The issue flared up after Abbott gave an interview to WFAA/Channel 8 in Dallas and was asked about equal-pay protections. He cited other state laws prohibiting gender discrimination and said that, as governor, he’d expect women to receive equal pay but didn’t say whether he’d veto a state law as Perry did.
Davis agreed that a separate state statute forbids gender discrimination but said Texas laws gives women only six months from the beginning of their employment to sue for not receiving equal pay. Many employees don’t find out what their co-workers are paid until much later.
Under the federal Ledbetter Act, the statute of limitations in federal cases doesn’t begin until a woman discovers the pay discrimination.

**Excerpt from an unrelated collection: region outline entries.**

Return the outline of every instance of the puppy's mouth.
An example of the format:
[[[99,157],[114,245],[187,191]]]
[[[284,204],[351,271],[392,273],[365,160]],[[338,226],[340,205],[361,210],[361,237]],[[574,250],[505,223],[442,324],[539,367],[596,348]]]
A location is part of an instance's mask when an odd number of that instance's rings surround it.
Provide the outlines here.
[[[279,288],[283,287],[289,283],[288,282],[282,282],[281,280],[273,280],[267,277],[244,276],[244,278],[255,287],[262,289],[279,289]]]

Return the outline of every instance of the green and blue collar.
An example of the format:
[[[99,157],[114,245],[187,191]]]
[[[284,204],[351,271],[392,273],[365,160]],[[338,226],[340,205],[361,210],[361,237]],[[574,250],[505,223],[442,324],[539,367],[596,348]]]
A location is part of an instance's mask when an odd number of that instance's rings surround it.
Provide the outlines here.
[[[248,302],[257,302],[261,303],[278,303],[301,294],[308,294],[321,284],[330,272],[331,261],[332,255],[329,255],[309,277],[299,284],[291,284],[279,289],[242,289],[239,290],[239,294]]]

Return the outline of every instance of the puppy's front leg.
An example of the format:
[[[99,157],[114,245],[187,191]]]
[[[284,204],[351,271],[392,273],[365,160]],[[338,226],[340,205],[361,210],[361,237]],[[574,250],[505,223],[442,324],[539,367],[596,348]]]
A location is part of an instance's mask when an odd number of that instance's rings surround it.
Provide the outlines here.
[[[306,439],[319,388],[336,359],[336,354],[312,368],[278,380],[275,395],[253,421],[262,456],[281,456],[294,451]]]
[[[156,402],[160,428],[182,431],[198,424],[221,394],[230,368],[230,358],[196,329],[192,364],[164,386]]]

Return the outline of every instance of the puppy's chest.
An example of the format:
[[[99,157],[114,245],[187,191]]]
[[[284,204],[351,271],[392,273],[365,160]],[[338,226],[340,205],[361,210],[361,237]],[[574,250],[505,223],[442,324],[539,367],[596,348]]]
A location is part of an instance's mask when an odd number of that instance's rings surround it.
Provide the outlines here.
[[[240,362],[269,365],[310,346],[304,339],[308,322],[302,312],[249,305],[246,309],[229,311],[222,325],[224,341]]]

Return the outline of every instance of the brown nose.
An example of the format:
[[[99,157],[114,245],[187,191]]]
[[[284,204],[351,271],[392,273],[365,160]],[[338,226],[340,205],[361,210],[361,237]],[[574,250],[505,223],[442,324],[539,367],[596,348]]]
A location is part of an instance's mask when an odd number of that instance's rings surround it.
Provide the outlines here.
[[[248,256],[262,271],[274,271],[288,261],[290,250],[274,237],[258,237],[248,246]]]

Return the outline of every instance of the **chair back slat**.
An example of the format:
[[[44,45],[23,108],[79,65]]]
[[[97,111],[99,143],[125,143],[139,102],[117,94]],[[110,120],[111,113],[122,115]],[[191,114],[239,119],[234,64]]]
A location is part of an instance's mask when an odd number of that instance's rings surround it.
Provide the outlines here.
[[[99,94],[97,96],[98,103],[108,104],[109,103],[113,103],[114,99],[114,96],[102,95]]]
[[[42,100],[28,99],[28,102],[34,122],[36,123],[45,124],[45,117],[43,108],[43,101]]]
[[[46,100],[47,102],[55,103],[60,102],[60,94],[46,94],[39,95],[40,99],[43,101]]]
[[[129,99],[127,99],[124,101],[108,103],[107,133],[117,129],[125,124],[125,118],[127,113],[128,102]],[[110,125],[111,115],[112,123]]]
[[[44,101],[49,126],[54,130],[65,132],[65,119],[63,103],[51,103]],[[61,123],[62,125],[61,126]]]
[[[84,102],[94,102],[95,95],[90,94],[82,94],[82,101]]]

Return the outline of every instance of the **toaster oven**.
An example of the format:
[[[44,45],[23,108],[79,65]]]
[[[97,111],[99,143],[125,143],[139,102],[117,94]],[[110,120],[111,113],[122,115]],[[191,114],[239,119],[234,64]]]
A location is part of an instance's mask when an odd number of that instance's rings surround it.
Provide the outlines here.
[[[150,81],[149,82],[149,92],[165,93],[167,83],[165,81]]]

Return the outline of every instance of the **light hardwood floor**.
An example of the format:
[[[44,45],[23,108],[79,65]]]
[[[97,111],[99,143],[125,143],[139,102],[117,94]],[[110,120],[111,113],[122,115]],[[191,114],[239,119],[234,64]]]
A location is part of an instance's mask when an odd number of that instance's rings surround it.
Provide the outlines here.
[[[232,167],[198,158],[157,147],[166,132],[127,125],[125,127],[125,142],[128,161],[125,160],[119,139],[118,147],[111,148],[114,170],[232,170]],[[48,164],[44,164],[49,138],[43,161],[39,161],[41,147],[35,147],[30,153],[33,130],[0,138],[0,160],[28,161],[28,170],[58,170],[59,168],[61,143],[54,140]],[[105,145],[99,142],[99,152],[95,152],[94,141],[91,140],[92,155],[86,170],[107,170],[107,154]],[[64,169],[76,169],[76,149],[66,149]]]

Davis highlighted a 2011 case in which a professor at Prairie View A&M University sued the state over discriminatory pay and Abbott defended the state as Texas’ top lawyer. Although the Ledbetter Act had changed federal law, the Texas Supreme Court dismissed the case on statute-of-limitations grounds, saying the new federal law didn’t alter state requirements.
“What this shows is that current law clearly does not offer enough protection for women and a Texas Lilly Ledbetter Act is desperately needed,” Davis said.
Abbott spokesman Matt Hirsch declined to comment on the issue Tuesday. Instead, he released a statement criticizing Davis’ Fort Worth law firm for representing public-sector clients as she worked in the Legislature and runs for governor.
Last week, Davis released a list of her public-sector clients, including the North Texas Tollway Authority, even as she voted on toll road legislation.
“Senator Davis was sent to Austin to work on behalf of Texans, but it appears the person who profited the most is Senator Davis,” Hirsch said.
Davis has denied any conflicts of interest.